Jakarta – KIC : Adanya Pesimisme dari kalangan publik mengenai draft
RUU Tipikor dan juga tentangan dari Komisi Pemberantasan Korupsi,
Menteri Hukum Dan HAM, Patrialis Akbar menyarankan untuk membaca Draft
seluruhnya
“Jadi kalau melihat sesuatu, apalagi baru draf, jangan
sepotong-sepotong. Harus dibaca secara menyeluruh. Akan lebih
komperhensif. Jadi di satu sisi kita mengikuti konvensi internasional.
Disisi lain justru kita lebih memperketat unsur-unsur korupsi pada masa
depan” ujarnya saat ditemui sebelum menghadiri Rapat Pandangan Akhir
Fraksi yang membahas RUU Imigrasi di Ruang Rapat Komisi III DPR (31/3)

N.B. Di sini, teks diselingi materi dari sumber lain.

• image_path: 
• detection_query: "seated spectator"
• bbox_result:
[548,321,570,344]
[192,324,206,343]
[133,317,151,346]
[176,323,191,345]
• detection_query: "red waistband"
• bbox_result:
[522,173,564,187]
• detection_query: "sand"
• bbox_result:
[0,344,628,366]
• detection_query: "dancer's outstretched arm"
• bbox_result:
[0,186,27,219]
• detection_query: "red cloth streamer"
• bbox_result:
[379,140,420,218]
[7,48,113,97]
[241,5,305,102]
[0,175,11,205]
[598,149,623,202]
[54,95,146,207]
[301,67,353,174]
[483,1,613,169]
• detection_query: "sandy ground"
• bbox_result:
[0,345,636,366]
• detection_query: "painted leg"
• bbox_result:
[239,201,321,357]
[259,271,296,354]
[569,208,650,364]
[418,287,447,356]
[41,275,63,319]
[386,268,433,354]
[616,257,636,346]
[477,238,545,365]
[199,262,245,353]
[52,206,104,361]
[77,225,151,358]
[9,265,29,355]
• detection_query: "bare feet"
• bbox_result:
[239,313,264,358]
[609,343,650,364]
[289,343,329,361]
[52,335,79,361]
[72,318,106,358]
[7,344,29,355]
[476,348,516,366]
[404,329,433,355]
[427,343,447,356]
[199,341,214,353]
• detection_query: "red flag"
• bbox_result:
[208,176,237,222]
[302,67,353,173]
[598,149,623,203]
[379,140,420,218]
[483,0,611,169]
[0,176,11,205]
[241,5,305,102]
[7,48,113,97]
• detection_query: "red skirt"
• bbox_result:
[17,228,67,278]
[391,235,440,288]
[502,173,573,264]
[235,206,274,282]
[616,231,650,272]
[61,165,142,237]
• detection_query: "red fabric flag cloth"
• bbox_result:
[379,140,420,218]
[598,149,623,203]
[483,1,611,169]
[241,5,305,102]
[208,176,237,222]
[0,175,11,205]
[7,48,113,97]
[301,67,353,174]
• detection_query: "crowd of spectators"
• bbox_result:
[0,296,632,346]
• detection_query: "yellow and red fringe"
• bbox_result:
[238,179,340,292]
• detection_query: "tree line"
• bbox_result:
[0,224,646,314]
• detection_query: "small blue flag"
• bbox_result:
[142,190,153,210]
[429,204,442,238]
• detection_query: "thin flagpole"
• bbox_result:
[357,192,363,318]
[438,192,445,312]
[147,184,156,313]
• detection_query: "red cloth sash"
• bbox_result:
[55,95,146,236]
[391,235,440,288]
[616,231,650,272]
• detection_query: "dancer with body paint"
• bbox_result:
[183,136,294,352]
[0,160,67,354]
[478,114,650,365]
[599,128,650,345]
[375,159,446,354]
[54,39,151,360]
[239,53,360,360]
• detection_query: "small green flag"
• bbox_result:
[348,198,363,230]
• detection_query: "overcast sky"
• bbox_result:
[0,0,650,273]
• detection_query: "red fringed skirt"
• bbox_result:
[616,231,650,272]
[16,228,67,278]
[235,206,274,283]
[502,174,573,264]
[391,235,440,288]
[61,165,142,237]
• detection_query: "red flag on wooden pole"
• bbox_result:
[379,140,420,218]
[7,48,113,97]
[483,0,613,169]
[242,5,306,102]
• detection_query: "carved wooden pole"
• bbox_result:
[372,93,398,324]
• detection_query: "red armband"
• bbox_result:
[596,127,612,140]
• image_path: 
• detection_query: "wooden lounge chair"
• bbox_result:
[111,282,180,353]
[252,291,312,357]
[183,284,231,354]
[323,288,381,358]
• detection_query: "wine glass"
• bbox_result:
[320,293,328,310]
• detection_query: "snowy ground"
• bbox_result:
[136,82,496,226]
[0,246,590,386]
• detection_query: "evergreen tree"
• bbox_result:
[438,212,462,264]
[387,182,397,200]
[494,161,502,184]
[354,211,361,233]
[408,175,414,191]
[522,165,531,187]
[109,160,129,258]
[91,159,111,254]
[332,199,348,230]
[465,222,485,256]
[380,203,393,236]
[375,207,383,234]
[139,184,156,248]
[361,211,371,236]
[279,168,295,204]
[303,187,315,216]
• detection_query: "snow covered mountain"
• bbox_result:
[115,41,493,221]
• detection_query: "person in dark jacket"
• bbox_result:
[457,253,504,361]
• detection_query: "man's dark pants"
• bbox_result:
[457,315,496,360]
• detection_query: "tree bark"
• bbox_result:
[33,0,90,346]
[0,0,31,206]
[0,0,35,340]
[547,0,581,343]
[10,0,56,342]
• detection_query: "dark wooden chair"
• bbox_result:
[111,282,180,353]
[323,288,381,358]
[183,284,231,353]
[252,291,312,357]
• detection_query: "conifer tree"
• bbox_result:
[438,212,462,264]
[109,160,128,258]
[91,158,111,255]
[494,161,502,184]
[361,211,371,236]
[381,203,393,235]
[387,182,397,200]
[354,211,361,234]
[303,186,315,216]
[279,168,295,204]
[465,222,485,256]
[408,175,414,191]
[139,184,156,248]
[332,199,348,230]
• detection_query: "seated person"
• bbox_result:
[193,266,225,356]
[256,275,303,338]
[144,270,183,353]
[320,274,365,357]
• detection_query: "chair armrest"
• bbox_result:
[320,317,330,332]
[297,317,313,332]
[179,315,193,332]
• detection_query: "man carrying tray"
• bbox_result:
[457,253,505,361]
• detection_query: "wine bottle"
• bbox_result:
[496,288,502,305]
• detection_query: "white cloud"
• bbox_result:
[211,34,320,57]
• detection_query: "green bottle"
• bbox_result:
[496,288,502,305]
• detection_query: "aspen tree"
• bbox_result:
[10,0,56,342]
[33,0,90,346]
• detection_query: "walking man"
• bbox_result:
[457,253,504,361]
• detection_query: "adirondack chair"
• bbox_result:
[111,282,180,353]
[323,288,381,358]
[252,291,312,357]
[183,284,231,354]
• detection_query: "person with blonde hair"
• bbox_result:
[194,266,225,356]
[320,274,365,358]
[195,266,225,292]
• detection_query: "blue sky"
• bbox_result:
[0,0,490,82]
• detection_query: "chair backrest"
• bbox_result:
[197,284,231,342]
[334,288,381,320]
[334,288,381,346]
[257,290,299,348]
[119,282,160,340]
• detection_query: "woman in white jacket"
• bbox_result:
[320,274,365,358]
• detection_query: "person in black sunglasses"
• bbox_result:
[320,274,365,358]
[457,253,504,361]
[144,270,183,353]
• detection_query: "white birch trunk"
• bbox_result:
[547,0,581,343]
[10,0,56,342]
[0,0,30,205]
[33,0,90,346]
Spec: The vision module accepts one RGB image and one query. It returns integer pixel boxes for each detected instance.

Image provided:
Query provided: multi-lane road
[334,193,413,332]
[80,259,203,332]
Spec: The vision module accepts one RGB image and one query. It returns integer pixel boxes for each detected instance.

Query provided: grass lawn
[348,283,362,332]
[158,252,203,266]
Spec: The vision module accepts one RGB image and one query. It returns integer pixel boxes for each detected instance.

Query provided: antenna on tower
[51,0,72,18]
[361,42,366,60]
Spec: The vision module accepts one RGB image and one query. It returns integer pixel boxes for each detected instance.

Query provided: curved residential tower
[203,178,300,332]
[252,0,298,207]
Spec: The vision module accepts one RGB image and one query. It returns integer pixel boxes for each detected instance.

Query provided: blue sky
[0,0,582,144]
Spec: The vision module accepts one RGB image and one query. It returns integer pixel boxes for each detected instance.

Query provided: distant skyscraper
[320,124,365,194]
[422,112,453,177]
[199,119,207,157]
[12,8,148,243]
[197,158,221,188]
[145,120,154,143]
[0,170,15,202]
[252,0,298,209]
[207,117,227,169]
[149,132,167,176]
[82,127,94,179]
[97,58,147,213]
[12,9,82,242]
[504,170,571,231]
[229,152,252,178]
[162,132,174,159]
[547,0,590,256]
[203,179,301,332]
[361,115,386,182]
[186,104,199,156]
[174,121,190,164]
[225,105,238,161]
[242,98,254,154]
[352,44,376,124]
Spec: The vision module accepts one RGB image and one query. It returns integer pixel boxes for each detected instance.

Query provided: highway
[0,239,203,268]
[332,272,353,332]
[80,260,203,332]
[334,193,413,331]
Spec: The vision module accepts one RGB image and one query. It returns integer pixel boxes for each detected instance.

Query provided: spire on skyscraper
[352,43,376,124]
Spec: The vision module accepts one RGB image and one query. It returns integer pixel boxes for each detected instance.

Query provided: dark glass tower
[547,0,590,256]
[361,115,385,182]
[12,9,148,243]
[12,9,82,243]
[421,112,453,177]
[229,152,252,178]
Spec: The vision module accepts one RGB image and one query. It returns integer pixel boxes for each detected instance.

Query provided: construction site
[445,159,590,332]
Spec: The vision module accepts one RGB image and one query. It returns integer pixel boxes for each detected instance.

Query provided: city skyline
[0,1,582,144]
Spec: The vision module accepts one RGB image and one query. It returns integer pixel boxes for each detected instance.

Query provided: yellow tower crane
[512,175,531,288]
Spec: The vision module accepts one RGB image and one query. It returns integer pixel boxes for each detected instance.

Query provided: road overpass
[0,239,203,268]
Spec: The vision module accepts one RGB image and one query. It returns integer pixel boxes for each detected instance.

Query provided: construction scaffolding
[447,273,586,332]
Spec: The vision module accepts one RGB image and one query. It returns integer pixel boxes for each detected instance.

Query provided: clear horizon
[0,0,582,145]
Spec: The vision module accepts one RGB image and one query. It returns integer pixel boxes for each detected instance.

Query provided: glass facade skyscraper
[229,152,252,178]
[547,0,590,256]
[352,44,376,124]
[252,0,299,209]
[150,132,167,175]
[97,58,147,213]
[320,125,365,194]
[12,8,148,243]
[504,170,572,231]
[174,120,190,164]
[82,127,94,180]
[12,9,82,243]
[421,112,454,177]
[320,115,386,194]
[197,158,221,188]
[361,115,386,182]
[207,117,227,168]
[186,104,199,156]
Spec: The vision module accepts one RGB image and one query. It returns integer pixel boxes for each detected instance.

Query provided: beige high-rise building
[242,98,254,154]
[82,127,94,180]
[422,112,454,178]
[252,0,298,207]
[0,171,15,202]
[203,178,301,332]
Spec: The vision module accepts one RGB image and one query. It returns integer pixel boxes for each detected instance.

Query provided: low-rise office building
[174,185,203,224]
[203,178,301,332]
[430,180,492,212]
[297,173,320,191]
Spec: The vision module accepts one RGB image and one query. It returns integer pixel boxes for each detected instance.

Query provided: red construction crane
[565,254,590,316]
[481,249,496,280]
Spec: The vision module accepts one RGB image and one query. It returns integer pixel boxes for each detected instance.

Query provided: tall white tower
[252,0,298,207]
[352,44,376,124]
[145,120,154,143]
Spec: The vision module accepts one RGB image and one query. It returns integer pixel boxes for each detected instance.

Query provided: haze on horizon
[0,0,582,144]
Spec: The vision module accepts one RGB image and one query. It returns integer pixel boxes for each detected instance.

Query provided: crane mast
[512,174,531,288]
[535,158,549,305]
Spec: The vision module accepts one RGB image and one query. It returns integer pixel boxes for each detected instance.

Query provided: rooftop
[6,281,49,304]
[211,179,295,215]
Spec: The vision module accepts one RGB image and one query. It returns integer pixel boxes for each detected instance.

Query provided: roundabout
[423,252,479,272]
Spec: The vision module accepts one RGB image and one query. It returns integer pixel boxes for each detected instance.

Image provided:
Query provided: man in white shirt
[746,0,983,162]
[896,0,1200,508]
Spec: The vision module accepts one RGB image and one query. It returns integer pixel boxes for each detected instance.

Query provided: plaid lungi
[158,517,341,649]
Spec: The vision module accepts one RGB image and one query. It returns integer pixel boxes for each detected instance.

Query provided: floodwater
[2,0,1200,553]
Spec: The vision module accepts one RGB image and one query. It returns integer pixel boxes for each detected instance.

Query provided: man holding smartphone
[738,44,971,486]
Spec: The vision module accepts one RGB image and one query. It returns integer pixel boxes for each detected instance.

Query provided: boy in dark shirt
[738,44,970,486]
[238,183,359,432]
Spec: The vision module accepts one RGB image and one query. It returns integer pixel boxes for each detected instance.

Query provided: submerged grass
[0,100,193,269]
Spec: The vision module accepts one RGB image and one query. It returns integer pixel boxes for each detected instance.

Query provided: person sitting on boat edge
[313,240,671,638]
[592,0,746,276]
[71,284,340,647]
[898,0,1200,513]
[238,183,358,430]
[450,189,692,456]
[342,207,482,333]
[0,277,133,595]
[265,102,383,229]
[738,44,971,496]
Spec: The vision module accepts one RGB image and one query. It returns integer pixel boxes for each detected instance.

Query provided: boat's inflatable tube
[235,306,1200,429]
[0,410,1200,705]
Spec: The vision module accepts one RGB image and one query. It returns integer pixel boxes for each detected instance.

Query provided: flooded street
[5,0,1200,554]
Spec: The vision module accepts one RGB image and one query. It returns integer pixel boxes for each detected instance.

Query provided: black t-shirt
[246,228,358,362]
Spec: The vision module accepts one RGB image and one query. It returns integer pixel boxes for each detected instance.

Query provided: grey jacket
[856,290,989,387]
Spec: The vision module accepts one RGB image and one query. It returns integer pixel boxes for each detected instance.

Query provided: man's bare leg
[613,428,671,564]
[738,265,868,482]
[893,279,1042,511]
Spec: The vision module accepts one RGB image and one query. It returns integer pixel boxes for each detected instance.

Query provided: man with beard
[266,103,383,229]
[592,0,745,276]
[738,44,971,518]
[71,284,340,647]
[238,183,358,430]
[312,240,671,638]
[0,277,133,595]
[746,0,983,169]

Jadi jangan, lanjut Patrialis, belum apa-apa sudah memberi pandangan
yang pesimis. Apalagi pihaknya sedang melakukan. Mengenai Alasan
penghilangan hukuman mati, Patrialis mengaku hal ini mengacu kepada
konvensi internasional
“Penghilangan hukuman mati itu berdasarkan acuan konvensi
internasional yang sudah kita ratifikasi. Dalam perkara-perkara korupsi,
tidak ada hukuman mati. Kita ini kan hidup dalam dunia internasional”
tandasnya
Menurut Patrialis, disisi lain lebih menspesifikan, lebih rinci lagi
tentang perbuatan-perbuatan korupsi. Misalnya, seorang pejabat negara
tidak melaporkan harta kekayaannya dianggap korupsi. Orang tidak bisa
mempertanggungjawabkan asal-usul keuangannya, tidak ada hartanya, itu
juga dianggap korupsi, itu sudah masuk kepada proses pembuktian
terbalik.
Sementara itu, mengenai Korupsi dibawah 25 juta tidak akan dijerat, Patrialis punya alasan lain “Kalau di bawah Rp. 25 juta itu bukanlah sesuatu yang memang bisa
dikembalikan dan diberi denda, kenapa orang berbuat korupsi hanya Rp. 25
juta itu lalu dimasukkan ke penjara. Bangsa ini jangan menjadi bangsa
yang kejam, kita harus punya hati nurani”tandasnya
Masih menurut Politisi PAN ini, Kalau korupsi Rp. 25 juta lalu
dimasukkan penjara 5-6 tahun menurutnya kasihan. Yang penting, ada
pertanggungjawaban dari pelaku untuk mau bayar. Terkecuali, kalau pelaku
tersebut tidak mengembalikan uang hasil korupsi baru dipenjara.